Comment by autoexec
1 hour ago
> However, the company is so big that there’s so many different products all shipping at the same time it can be hard to correlate it to your release
This kind of thing would be more understandable for a company without hundreds of billions of dollars, and for one that hasn't centralized so much of the internet. If a company has grown too large and complex to be well managed and effective and it's starting to look like a liability for large numbers of people there are obvious solutions for that.
What "hundreds of billions of dollars"? Cloudflare's annual revenue is around $2 billion, and they are not yet profitable.
Genuinely curious, how to actually implement detection systems for a large scale global infra which that works with < 1 minute SLO ? Given cost is no constraint.
Right now I'd say maybe don't push changes to your entire global infra all at once and certainty not without testing your change first to make sure it doesn't break anything, but it's really not about a specific failure/fix as much as it is about a single company getting too big to do the job well or just plain doing more than it should in the first place.
Honestly we shouldn't have created a system where any single company's failure is able to impact such a huge percentage of the network. The internet was designed for resilience and we abandoned that ideal to put our trust in a single company that maybe isn't up for the job. Maybe no one company ever could do it well enough, but I suspect that no single company should carry that responsibility in the first place.
Can you name a major cloud provider that doesn’t have major outages?
If this were purely a money problem it would have been solved ages ago. It’s a difficult problem to solve. Also, they’re the youngest of the major cloud providers and have a fraction of the resources that Google, Amazon, and Microsoft have.
> Can you name a major cloud provider that doesn’t have major outages?

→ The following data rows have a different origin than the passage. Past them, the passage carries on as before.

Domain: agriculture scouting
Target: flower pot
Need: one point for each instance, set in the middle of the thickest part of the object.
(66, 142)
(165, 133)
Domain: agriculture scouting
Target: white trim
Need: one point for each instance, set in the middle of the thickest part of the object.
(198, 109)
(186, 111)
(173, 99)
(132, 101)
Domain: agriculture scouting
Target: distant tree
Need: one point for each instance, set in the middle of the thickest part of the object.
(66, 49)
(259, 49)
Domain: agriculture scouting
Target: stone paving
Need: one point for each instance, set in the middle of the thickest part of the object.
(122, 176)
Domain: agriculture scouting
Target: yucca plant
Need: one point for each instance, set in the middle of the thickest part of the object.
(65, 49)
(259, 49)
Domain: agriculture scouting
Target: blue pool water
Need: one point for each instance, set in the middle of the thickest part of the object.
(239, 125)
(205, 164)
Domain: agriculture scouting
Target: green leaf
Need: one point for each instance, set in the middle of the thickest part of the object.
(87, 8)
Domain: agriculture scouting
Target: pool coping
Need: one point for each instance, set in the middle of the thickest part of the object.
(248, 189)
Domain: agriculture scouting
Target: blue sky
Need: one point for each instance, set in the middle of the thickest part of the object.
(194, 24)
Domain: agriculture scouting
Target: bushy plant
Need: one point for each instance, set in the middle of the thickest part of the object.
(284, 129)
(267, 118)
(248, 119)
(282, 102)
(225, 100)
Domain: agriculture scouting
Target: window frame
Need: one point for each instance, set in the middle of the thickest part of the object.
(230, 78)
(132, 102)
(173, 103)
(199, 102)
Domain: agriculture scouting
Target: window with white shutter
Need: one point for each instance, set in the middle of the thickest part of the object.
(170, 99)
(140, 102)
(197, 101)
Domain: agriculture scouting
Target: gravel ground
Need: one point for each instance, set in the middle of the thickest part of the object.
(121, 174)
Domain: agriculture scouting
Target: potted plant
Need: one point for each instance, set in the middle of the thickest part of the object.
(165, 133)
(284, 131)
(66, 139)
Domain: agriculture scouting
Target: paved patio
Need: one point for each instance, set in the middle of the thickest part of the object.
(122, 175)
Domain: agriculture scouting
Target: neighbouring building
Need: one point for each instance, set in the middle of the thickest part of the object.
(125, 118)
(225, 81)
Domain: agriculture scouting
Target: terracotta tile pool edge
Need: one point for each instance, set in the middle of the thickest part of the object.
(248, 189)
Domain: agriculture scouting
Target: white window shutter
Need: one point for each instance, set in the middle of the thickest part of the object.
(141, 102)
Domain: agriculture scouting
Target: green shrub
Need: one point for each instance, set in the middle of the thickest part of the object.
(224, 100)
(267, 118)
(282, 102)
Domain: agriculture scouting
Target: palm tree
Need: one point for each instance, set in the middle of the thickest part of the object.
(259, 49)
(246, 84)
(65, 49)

That fact that no major cloud provider is actually good is not an argument that cloudflare isn't bad, or even that they couldn't/shouldn't do better than they are. They have fewer resources than Google or Microsoft but they're also in a unique position that makes us differently vulnerable when they fuck up. It's not all their fault, since it was a mistake to centralize the internet to the extent that we have in the first place, but now that they are responsible for so much they have to expect that people will be upset when they fail.